Mechanistically, HERV proteins could trigger autoimmunity through 'molecular mimicry'.

"In addition to direct effects of HERV on myelinating cells, several groups report structural similarities between HERV and myelin oligodendrocyte glycoprotein - a molecule displayed on the surface of myelin. This similarity could fool the immune system into damaging myelin, when it mounts an attack on HERVs."

Experimental proof in humans

Similar experiments have linked HERVs to the peripheral demyelinating disease CIDP, as well as more distinct disease processes like progressive loss of motor neurons in ALS (Lou Gehrig's disease).

In schizophrenia, a complex neurodevelopmental disorder, the link to HERVs is more circumstantial.

"HERV proteins have been reported to increase expression of schizophrenia-linked genes in cultured human brain cells," reports Kuery. "However, studies on schizophrenia sufferers show inconsistent changes in HERV expression in blood, CSF and postmortem brain tissue compared to healthy controls."

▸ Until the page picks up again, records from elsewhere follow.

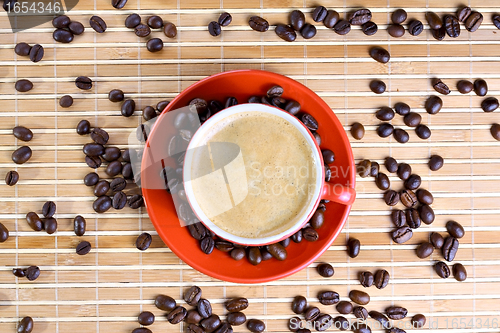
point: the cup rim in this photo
(312, 204)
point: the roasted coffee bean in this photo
(177, 315)
(25, 325)
(93, 161)
(440, 87)
(98, 24)
(128, 108)
(463, 13)
(450, 248)
(93, 149)
(344, 307)
(79, 225)
(256, 326)
(396, 30)
(381, 318)
(369, 28)
(424, 250)
(379, 54)
(353, 247)
(36, 53)
(357, 131)
(278, 251)
(360, 16)
(400, 135)
(22, 49)
(391, 198)
(489, 104)
(377, 86)
(308, 31)
(23, 85)
(452, 26)
(425, 197)
(325, 270)
(415, 27)
(413, 182)
(342, 27)
(118, 4)
(402, 235)
(83, 248)
(382, 181)
(332, 17)
(63, 36)
(83, 82)
(142, 30)
(259, 24)
(214, 28)
(473, 21)
(32, 273)
(399, 16)
(285, 32)
(423, 132)
(154, 45)
(442, 270)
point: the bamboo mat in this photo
(105, 290)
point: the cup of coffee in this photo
(254, 175)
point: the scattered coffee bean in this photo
(442, 269)
(357, 131)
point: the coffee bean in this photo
(379, 54)
(442, 270)
(489, 104)
(381, 318)
(463, 13)
(400, 135)
(377, 86)
(452, 26)
(402, 235)
(342, 27)
(415, 27)
(357, 131)
(36, 53)
(353, 247)
(32, 273)
(369, 28)
(25, 325)
(118, 4)
(396, 30)
(360, 16)
(259, 24)
(424, 250)
(434, 20)
(102, 204)
(396, 312)
(63, 36)
(83, 82)
(332, 17)
(344, 307)
(423, 132)
(450, 248)
(256, 326)
(285, 32)
(418, 321)
(382, 181)
(391, 198)
(22, 49)
(473, 21)
(308, 31)
(154, 45)
(23, 85)
(177, 315)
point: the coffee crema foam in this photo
(280, 170)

Whether or not HERVs contribute to these and other unexplained neurological conditions requires further investigation. An important step will be to test the effects of HERV-neutralizing antibodies in humans.

"Of note, in relapsing MS patients a phase 2b clinical trial using HERV protein-neutralizing antibody Temelimab has been conducted. We're now waiting to see if the treatment showed beneficial effects on remyelination or attenuated neurodegeneration," Kuery concludes.